At the beginning of the year, Nintendo revealed a strange new initiative called Labo, a series of accessories for the Nintendo Switch with a decidedly DIY bent. They’re building sets coupled with games: you put the accessory together yourself, and then you use it to play the accompanying game. Labo was intriguing for a few reasons. First, there’s the playful nature of Nintendo merging the worlds of digital and physical play, encouraging kids to use their hands to build things.
But there’s also an educational element. Labo not only allows you to build things like a cardboard piano, but it also gives you a peek behind the curtain into how these strange accessories actually work. This is coupled with a more freeform “garage” mode, where you can use a rudimentary programming language to create your own interactions and design your own Labo kits from scratch. The whole thing is wrapped up with the distinctive Nintendo charm, which makes repeatedly rolling tiny pieces of cardboard somehow feel fun.
The tagline for Labo is “make, play, and discover.” Each of these elements is an equally important part of the experience, but the most impressive aspect of Labo is how the lines between the three blur. You play as you build, you discover as you play, and it’s a blast no matter what you’re doing.

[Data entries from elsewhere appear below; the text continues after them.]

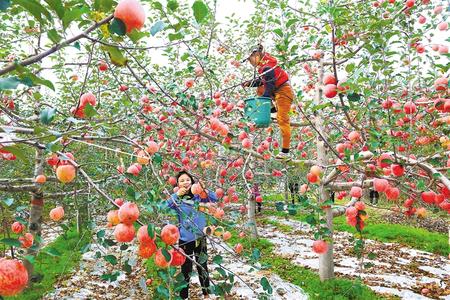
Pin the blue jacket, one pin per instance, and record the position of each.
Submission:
(191, 221)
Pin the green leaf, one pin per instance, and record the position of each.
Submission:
(118, 27)
(151, 230)
(157, 5)
(133, 194)
(256, 254)
(278, 32)
(350, 67)
(57, 6)
(34, 8)
(266, 285)
(103, 5)
(16, 151)
(218, 259)
(135, 35)
(74, 14)
(175, 36)
(172, 5)
(166, 255)
(115, 55)
(311, 220)
(8, 201)
(291, 21)
(157, 27)
(4, 4)
(111, 259)
(52, 252)
(47, 115)
(157, 158)
(11, 242)
(126, 267)
(353, 97)
(9, 83)
(200, 11)
(54, 36)
(163, 292)
(89, 110)
(30, 258)
(437, 175)
(101, 234)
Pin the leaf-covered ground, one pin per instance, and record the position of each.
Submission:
(395, 271)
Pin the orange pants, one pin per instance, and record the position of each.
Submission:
(284, 97)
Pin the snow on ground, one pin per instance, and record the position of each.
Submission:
(85, 282)
(395, 270)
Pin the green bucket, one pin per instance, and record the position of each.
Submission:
(292, 210)
(279, 206)
(257, 109)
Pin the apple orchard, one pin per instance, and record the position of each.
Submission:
(93, 126)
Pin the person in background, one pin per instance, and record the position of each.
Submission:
(276, 86)
(294, 189)
(191, 225)
(256, 195)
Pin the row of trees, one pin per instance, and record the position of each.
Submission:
(109, 121)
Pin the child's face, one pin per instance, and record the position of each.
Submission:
(184, 181)
(254, 59)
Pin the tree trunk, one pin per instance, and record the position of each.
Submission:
(35, 219)
(251, 217)
(326, 263)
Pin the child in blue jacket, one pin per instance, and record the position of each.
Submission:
(191, 224)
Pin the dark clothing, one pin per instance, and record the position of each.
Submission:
(273, 76)
(374, 195)
(293, 188)
(191, 221)
(195, 250)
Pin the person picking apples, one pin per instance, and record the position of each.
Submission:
(256, 195)
(191, 225)
(275, 82)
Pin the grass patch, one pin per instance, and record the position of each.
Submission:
(52, 267)
(282, 227)
(417, 238)
(308, 280)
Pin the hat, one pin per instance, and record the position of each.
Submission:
(257, 48)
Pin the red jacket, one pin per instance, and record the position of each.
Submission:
(277, 75)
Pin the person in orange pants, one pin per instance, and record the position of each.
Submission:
(275, 82)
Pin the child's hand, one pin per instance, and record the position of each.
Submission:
(181, 191)
(245, 84)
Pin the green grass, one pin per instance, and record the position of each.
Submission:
(308, 280)
(52, 267)
(417, 238)
(278, 225)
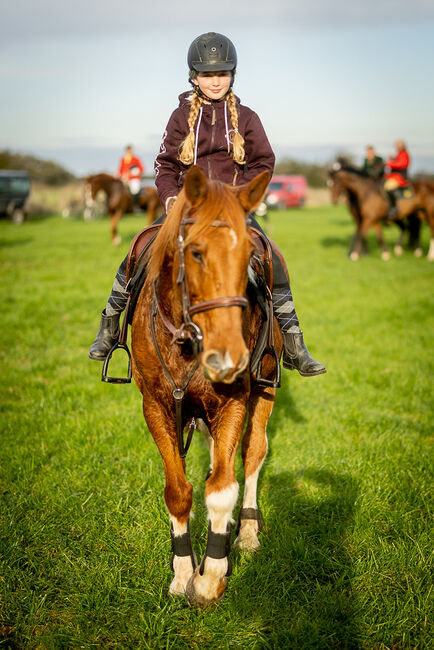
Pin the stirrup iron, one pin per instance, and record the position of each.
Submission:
(117, 380)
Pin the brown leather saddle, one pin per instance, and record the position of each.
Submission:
(260, 285)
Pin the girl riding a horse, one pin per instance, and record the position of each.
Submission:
(226, 140)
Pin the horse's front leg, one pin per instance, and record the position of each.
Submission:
(254, 451)
(208, 582)
(114, 220)
(178, 494)
(361, 240)
(385, 254)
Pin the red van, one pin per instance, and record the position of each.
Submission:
(286, 192)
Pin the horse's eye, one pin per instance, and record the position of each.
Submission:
(196, 255)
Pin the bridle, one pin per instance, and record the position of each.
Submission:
(188, 330)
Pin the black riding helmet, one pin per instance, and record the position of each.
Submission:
(212, 52)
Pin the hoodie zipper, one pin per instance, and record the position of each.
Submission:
(213, 122)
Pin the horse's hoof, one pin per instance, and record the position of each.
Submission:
(247, 544)
(247, 539)
(202, 593)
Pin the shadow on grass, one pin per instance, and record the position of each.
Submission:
(5, 243)
(297, 587)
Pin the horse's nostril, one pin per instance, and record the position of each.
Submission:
(214, 360)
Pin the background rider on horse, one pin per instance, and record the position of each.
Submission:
(373, 165)
(130, 172)
(397, 175)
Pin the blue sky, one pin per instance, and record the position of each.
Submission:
(79, 80)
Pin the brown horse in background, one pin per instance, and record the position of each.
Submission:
(411, 225)
(193, 333)
(120, 200)
(370, 206)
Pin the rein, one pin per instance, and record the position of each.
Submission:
(187, 331)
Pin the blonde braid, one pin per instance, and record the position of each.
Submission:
(237, 139)
(186, 155)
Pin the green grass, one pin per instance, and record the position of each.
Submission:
(345, 492)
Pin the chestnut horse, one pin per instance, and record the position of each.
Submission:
(199, 369)
(119, 200)
(370, 206)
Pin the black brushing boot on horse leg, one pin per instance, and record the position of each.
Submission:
(107, 336)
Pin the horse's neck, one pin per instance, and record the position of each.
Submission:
(106, 185)
(169, 293)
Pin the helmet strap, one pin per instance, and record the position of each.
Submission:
(202, 95)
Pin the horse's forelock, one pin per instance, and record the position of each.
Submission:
(220, 204)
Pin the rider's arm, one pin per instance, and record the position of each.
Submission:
(167, 165)
(259, 154)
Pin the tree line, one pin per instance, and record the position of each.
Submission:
(44, 171)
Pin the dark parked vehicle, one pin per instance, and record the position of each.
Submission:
(14, 192)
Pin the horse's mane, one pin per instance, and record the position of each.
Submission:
(218, 197)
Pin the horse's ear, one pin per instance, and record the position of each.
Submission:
(251, 194)
(196, 186)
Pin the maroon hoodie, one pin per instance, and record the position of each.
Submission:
(213, 128)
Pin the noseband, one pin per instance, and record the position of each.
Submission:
(187, 331)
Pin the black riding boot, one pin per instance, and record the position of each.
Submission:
(296, 356)
(107, 336)
(393, 212)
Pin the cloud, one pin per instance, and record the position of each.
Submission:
(52, 18)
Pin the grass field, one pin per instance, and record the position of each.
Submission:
(346, 491)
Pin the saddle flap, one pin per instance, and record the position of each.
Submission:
(139, 247)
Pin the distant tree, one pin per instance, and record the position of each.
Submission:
(45, 171)
(316, 175)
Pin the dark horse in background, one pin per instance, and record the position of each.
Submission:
(369, 205)
(193, 332)
(120, 200)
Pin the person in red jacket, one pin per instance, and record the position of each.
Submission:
(396, 175)
(212, 129)
(130, 171)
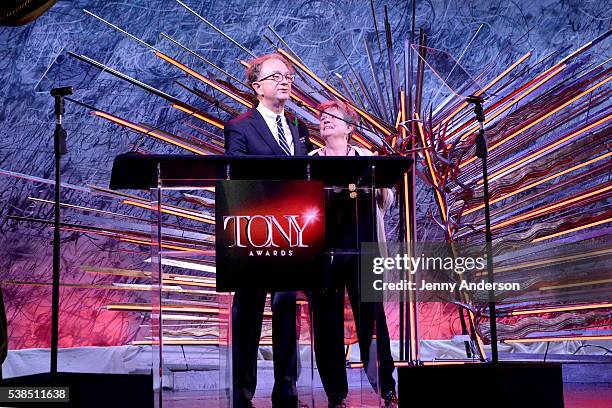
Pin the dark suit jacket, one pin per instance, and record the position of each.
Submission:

At launch, Labo comes in two forms: a “variety kit” and a “robot kit.” The variety kit is cheaper and more expansive, with five different projects to build, compared to the robot’s one. (Nintendo calls these projects Toy-Con, a play on the Joy-Con controllers that work with the Switch.) They range quite a bit in terms of complexity, starting with a simple RC car, before moving on to a fishing rod, toy house, piano, and motorcycle. The first thing you have to do, of course, is actually build something.
The process of creating a Toy-Con is both intuitive and entertaining. The Switch serves as an interactive instruction manual where you can tap through step-by-step instructions. The real object in your hands is represented on the screen in astonishing detail, and you can pan around and zoom in on the digital version to check it out from every angle. This attention to minutiae is important because most of the Toy-Con kits are very precise creations that need to be put together in a very particular way. But the interactive nature of the Switch manual means that it’s easy to track what you need to be doing and how you need to do it. You can always see the position a piece of cardboard should be in, and how it needs to fold or connect to something else. I’m the kind of person who struggles to build an Ikea bookshelf, but I never found myself struggling or confused with any of the Toy-Con.
A note on durability
After five days with Labo, it’s impossible to say whether cardboard accessories will hold up in the long term. But I have been surprised with how durable the Toy-Con have been so far — especially with two not-especially-gentle kids having their way with them. So far, the only issues I’ve run into are a button on the piano that gets squashed when pressed too hard (I reinforced it with tape, and it works perfectly now) and a string popping out of the fishing rod after some intense sessions. These issues were both simple to fix, but I’ve been really impressed by Labo’s tutorials, which really go in-depth on how to repair your cardboard creations should something break. I’m definitely going to make sure to keep a healthy supply of tape and glue on hand.